Hm. We don’t know exactly how much. What we know are figures about how much money MAS and Temasek manage. According to MAS, the official foreign reserves managed by MAS was S$438 billion as of this month (June). As of March 2023, Temasek’s net portfolio was S$382 billion. The value of GIC’s portfolio has never been made public, except that it invests well over US$100 billion globally.
The Government argues that publishing the total amount will make it easier for markets to mount speculative attacks on the Singapore dollar during periods of vulnerability. This refers to a situation where individuals or groups trade in massive volumes of a currency to force it down, so they can profit from its subsequent depreciation or collapse. The reserves are also Singapore’s “strategic’’ asset. Revealing details would let others know how strong or how weak the country is. Better to leave them guessing so that they do not know enough about Singapore’s ability to defend its currency.

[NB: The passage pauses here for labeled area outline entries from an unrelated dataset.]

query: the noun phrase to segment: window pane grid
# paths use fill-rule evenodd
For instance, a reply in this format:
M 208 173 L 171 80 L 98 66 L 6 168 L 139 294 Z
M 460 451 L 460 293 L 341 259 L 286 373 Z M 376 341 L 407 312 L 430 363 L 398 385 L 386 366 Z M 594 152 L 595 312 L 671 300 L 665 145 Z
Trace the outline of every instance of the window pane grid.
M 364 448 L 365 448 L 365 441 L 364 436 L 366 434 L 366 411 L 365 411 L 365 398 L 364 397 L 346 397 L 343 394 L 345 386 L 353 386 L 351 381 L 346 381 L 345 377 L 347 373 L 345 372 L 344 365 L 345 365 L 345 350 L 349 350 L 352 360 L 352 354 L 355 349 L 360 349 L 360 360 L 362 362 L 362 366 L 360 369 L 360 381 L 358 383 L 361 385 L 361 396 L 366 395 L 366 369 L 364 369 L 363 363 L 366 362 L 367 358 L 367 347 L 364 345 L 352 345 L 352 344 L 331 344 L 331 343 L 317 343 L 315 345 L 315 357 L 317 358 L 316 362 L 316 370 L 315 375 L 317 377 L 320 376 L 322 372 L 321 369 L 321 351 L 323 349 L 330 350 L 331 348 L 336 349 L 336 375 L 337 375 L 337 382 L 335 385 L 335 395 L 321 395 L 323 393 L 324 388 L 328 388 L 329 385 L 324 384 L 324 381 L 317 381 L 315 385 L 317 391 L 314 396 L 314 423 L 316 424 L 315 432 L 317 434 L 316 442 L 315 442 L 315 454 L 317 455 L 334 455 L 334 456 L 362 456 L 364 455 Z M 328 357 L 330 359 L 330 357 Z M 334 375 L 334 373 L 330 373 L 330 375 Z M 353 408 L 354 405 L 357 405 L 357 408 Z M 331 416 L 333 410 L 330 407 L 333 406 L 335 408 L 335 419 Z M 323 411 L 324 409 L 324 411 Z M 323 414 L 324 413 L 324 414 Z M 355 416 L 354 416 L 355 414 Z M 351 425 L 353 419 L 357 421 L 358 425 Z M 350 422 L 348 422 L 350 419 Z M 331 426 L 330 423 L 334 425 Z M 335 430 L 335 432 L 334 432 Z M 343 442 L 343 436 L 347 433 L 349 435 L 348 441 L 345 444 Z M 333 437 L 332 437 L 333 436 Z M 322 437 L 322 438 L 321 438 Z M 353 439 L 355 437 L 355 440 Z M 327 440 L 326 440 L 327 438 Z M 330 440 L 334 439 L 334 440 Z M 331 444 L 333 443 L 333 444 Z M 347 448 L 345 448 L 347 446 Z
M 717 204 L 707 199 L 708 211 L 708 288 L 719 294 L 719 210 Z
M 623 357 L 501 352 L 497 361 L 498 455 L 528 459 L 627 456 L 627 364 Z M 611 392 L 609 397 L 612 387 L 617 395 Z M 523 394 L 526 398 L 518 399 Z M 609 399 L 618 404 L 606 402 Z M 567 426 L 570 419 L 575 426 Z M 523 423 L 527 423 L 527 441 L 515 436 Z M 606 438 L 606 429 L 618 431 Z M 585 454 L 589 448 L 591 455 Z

Q. What about buildings and land? How are they calculated in money terms?
Okay, buildings and land are part of our past reserves. If we need the money, they can be sold off as well. This is why the Government argues that land sold, for example, to the HDB, must be paid back into past reserves. Some people have a problem with this, but that’s the policy now.
As for how much they are worth, as far as we know, nobody has put a figure to it because we have so many plots and pieces of infrastructure. The late Mr Ong Teng Cheong, who wanted information about government properties and value of State land, got into a tangle with the executive over this before his term of office ended. The result was a White Paper (Cmd 5 of 1999) entitled ‘Principles for Determining and Safeguarding the Accumulated Reserves of the Government and the Fifth Schedule Statutory Boards and Government Companies’ which sets out what constitutes reserves and what constitutes a draw down on the reserves. It is a very long document and is extremely complicated. You need to be an accountant to understand it fully.
Q. Come on! Is it really that easy for the President to say no if the Government wants to use the reserves?
It’s more likely that the President and the executive will discuss any disagreement informally. The president is also empowered by the Constitution to ask for information to be made available to him or her. The 2016 amendments to the Constitution did make the President’s work a bit more difficult because he or she is now legally required to consult the Council of President Advisors whenever there is a need to exercises any discretionary powers. And if the CPA disagrees with the President, Parliament can override the President’s decision.